There's a scene in the 1984 rock mockumentary "This Is Spinal Tap" in which the band's manager is asked about its dwindling audience, and he says that "their appeal is becoming more selective." Before Scozzafava withdrew, her appeal was rapidly becoming more selective, with her poll numbers almost down to 11.
Of course in the artistic and commercial worlds, it is quite common to seek out a selective audience. But electoral politics is inevitably a form of mass marketing: A candidate wins not by carving out a niche but by getting more votes than anyone else. Call it being "inclusive."
So how is it that the AP's Valeria Bauman credits Scozzafava with "a more inclusive approach" than those of the candidates who actually seemed to be persuading people to vote for them? That's actually partly explained in the paragraph quoted above. "Her support of abortion rights and same-sex marriage" apparently were central to what made her "inclusive" in the Bauman's view. In practice, that support alienated people who disagreed on those subjects, but it seems Bauman doesn't consider those people worth including. The AP itself may be aspiring for a more selective appeal.
And Bauman isn't the only reporter to editorialize against Scozzafava's conservative detractors. The phrase: "too moderate" turns up four times in stories about Scozzafava on the New York Times Web site, three times in Times stories and once in an AP dispatch. All describe the reason that conservatives supposedly bucked Scozzafava–but all are the reporters' words. We'd be surprised if any actual conservative put the complaint in these terms.
To be sure, the question here is not whether conservatives would agree with the characterization of their views but whether it is accurate and fair. Let the following datum inform your evaluation of this question: A Factiva search shows that in the 2006 Connecticut Senate campaign, neither the Times nor the AP ever described Joe Lieberman's Democratic opponents as deserting him because he was "too moderate."
With reporters busy editorializing against conservative Republicans, liberal editorialists are forced to step things up to hold onto their own selective appeal. The Times's Frank Rich, a onetime drama critic who seems to have lost the sense that it's possible to be overly dramatic, describes the contretemps as "a riotous and bloody national G.O.P. civil war" and "a G.O.P. killing field." He claims that "the right has devolved into a wacky, paranoid cult that is as eager to eat its own as it is to destroy [President] Obama." He says that conservatives "would gladly see the Republican Party die on the cross," want to send Scozzafava "to the guillotine," and are committing "a double-barreled suicide." Also, they "are re-enacting Stalinism in full purge mode."

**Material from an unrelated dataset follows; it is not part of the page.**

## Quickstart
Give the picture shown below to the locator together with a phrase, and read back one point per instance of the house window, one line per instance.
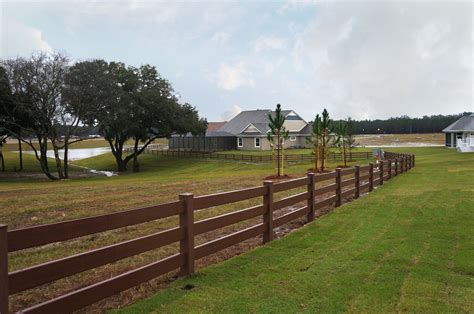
(257, 142)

Oh, and they are exhibiting "seething rage . . . and a Freudian tendency to mimic the excesses of political foes." Frank also twice uses antigay slurs to describe tea-party protesters.
Sorry Frank, but you're way too moderate for us.
Here's a question to ponder… what are we doing writing on our views about things when Taranto usually says it all so much better?
One last thing… no less than the New York Times reports that half the jobs the Bobo administration is counting as saved are TEACHERS. You can draw your own conclusions.